Two days later, Tomoko and I made our first trip to Nishihira Shuzo, which is owned and operated by the Nishihira family and has been producing kokuto shochu for over 90 years. Isao Nishihara and his wife Kinuko have been at the helm for the past 30 years. Their daughter, Serena, is the shochu toji (master distiller) and who I would be spending most of my time working with. They were very happy for me to be there and invited us to the back office to have coffee and tea. Tomoko, being fluent in Japanese and English, translated. They thanked me for traveling all the way to Amami and interning with their company. I thanked them for giving me this incredible opportunity. We discussed our goals and what would be expected of me. Serena, full of smiles, said she was excited to teach me and to learn more about shochu production together. Isao disappeared behind his desk and soon Chick Corea played lightly in the background. We talked for nearly an hour about family, music, my life in the Navy, how the company started, Serena’s music goals, and how I discovered shochu. However, shochu was almost an afterthought. The family wanted to know who I was and what fate led me to their couch, on a small island, in the middle of the Pacific Ocean. It hadn’t dawned on me before that moment that Stephen Lyman and I are possibly the only Americans to have interned for an extended stay at a shochu company. I left the first meeting feeling embraced. All the hidden worries we both shared about the internship were quickly washed away. They gave me the week off to get adjusted to the island and invited me to a welcome party that weekend in my honor.

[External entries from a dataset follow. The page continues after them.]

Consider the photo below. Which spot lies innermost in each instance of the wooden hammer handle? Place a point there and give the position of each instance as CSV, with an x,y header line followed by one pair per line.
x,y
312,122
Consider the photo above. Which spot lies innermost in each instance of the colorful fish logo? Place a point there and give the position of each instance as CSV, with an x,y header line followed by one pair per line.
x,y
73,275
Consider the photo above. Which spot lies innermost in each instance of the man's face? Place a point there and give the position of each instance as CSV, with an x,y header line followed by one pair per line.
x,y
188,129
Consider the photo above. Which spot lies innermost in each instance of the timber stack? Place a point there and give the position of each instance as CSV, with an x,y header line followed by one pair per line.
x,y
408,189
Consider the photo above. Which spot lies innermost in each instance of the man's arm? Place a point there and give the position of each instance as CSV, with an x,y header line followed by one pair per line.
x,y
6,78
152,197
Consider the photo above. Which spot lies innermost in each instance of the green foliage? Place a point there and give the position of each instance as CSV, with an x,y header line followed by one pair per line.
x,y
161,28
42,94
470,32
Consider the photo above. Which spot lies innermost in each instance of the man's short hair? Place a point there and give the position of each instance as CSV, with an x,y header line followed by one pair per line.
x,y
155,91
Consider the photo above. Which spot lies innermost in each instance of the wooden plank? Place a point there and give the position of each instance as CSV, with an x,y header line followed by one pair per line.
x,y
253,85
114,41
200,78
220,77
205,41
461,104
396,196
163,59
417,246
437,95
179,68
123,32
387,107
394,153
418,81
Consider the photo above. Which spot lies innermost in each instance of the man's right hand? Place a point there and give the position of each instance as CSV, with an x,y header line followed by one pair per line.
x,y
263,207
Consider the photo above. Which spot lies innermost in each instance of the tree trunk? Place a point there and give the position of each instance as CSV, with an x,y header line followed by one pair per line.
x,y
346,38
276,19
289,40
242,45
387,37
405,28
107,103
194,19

The whole shochu crew showed up for the celebration and welcomed me to the company with open arms and lots of shochu. We ate yakitori, sushi, and I tried squid ink soup for the first time. After dinner, we headed off to Mayasco, a live music bar. At the bar, Serena jumped on the drums, Gupe (one of the staff) grabbed the bass guitar, I sat down at the piano, and Isao-san picked up the microphone. We played “House of the Rising Sun”, “Sukiyaki”, and “Your Song”. Earlier in the night Isao-san told me he had sung Billy Joel’s “Just the Way You Are” to Kinuko-san on their wedding day. For the last song, I played the opening riff to “Just the Way You Are”, Serena set down a nice groove, Gupe followed the changes, and Isao-san sang his heart out to his wife. At that moment we all felt like children, bonded through shochu and the unexplainable power of music. We were no longer lost in translation, but friends listening to rhythms and chords change. Singing melody lines while Isao-san expressed his love for his wife.